Exel mendengkus. Dalam hatinya tidak berhenti mengumpati Abangnya yang meminta dibogem. Pulang sekolah nanti, ia janji akan mengerjai Reval. Tunggu saja.

Reval menjalankan motornya menuju rumah Allesta. Sudah tidak ragu ataupun gugup. Sudah sekian kali Reval datang kerumah pacarnya. Hasilnya, ya sama saja. Tidak ada yang beda. Yang ada Ibu dari pacarnya yang kepincut dengan Reval.

"Seperti mati lampu ya sayang ... seperti mati lampu .... Cintaku tanpamu ya sayang ... ya jelas cari yang baru ...." Reval bersenandung ria sembari menjalankan motornya.

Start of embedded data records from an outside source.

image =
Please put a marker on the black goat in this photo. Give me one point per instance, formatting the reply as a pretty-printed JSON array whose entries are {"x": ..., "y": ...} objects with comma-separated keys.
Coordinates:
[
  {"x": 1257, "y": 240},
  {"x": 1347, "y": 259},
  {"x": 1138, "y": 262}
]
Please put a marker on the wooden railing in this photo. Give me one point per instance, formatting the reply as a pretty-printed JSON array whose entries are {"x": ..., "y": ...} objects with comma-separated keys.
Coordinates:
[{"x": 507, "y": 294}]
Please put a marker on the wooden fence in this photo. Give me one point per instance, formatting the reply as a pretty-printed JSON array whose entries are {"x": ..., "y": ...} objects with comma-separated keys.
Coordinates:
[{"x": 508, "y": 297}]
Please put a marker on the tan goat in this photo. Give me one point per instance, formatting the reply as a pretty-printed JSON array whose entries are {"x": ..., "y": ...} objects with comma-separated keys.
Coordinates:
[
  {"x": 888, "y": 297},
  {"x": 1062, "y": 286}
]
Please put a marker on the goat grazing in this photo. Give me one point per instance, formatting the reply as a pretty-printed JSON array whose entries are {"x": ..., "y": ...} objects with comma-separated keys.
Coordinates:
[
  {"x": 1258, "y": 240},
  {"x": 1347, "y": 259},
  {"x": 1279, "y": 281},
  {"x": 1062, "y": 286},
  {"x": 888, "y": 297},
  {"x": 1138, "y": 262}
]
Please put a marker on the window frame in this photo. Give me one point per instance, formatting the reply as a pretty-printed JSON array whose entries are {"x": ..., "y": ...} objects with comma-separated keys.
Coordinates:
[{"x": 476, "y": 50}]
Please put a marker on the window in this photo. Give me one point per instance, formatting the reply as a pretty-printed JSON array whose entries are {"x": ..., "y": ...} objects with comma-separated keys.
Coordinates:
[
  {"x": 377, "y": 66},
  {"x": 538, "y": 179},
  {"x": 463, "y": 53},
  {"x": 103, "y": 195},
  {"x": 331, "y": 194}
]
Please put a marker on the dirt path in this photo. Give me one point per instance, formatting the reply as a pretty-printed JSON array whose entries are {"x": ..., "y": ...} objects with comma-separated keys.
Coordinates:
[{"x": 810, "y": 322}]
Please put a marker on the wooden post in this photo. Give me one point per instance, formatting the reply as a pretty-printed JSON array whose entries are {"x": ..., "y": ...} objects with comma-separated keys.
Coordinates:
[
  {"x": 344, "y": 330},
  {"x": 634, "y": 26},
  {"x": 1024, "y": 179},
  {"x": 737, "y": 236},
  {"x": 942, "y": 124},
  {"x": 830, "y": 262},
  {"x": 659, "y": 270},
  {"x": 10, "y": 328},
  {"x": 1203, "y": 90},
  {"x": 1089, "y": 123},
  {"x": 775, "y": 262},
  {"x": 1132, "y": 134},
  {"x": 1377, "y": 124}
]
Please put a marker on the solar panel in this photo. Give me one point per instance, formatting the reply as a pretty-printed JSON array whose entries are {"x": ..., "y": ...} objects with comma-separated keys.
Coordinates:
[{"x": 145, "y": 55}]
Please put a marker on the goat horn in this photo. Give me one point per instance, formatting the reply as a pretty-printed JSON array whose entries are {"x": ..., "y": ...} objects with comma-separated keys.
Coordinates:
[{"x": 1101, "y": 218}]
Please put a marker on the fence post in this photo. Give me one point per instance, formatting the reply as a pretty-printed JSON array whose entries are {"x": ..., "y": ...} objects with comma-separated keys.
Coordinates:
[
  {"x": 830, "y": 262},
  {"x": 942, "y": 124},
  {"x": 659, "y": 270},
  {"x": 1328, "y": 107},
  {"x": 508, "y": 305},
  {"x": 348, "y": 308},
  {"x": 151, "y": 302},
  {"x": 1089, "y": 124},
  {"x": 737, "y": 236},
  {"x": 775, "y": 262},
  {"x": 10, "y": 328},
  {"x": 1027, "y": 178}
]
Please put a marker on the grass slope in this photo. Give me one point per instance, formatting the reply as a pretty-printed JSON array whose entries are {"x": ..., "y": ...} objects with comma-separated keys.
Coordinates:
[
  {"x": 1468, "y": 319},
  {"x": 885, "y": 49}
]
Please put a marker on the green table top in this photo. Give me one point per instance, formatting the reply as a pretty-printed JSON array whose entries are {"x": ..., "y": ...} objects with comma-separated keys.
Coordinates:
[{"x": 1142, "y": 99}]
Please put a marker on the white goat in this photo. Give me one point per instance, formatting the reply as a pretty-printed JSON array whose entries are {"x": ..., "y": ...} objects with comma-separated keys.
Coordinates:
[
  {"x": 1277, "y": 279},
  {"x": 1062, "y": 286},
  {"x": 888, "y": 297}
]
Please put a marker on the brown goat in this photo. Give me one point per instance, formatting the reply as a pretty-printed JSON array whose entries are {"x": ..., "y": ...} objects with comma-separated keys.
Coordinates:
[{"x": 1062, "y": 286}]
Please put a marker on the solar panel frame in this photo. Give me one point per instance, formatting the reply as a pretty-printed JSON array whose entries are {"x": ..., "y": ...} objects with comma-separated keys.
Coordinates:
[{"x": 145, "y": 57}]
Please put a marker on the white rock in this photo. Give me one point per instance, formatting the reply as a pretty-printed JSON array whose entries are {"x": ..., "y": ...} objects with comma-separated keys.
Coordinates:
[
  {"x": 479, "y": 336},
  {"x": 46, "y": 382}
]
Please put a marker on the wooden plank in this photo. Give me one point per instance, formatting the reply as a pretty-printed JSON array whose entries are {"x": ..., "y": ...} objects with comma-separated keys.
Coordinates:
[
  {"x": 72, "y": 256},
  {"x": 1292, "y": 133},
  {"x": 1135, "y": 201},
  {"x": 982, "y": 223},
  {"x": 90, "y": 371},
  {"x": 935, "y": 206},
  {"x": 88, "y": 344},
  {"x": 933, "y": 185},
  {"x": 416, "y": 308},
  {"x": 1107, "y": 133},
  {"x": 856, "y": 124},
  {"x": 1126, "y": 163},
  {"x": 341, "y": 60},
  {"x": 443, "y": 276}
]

Di tengah perjalanan, Reval mengerem mendadak motornya. Ia terlupa akan sesuatu. "Eh, rumahnya Vyo yang mana, anjir," umpat Reval. Ia benar-benar tidak ingat.

Reval menatap dua rumah dengan nomor 11 dan nomor 12. Ia menggaruk kepala bagian belakangnya tidak gatal-bingung. Dahinya pun mengernyit.

"Nomor sebelas apa dua belas ya," gumamnya.

"Arghhh, gara-gara Vyo gak ijinin gue masuk ke rumahnya, sih. Gue kan lupa. Mana pagernya sama lagi."

Reval tengak-tengok melihat lalu lintas jalan. Di sini terlihat sepi, hanya ada beberapa kendaraan saja yang melaju.

"Kayaknya nomor sebelas deh. Iya, nomor sebelas. Reval yang ganteng dan pinter ini nggak mungkin salah," ucapnya semangat. Ia menjalankan motornya dan menepikan di depan rumah nomor 11.

Reval menekan bel yang berada didekat gerbang guna si pemiliknya keluar dari rumah. Tubuhnya ia sandarkan di badan motor sport itu-sembari menunggu gerbang terbuka.

Gerbang dibuka melihatkan satpam di sana. Matanya terlihat menatap Reval bingung. Perasaan Reval mulai tidak enak.

"Hmm, Pak. Panggilin Vyo dong!" pinta Reval.

Satpam itu berkerut dahi, ia bertanya, "Mas ini siapa, ya?"

"Saya pacarnya Vyo, Pak!" seru Reval dengan berbinar.

Pak Satpam nampak kaget, mana mungkin Vyo punya pacar. "Mas nya serius pacarnya Vyo?" tanyanya heran. Ia sekali lagi ingin memastikan.

Reval mengangguk semangat. Matanya berbinar, Vyo pasti cantik hari ini. Sayang, cuma tepos aja.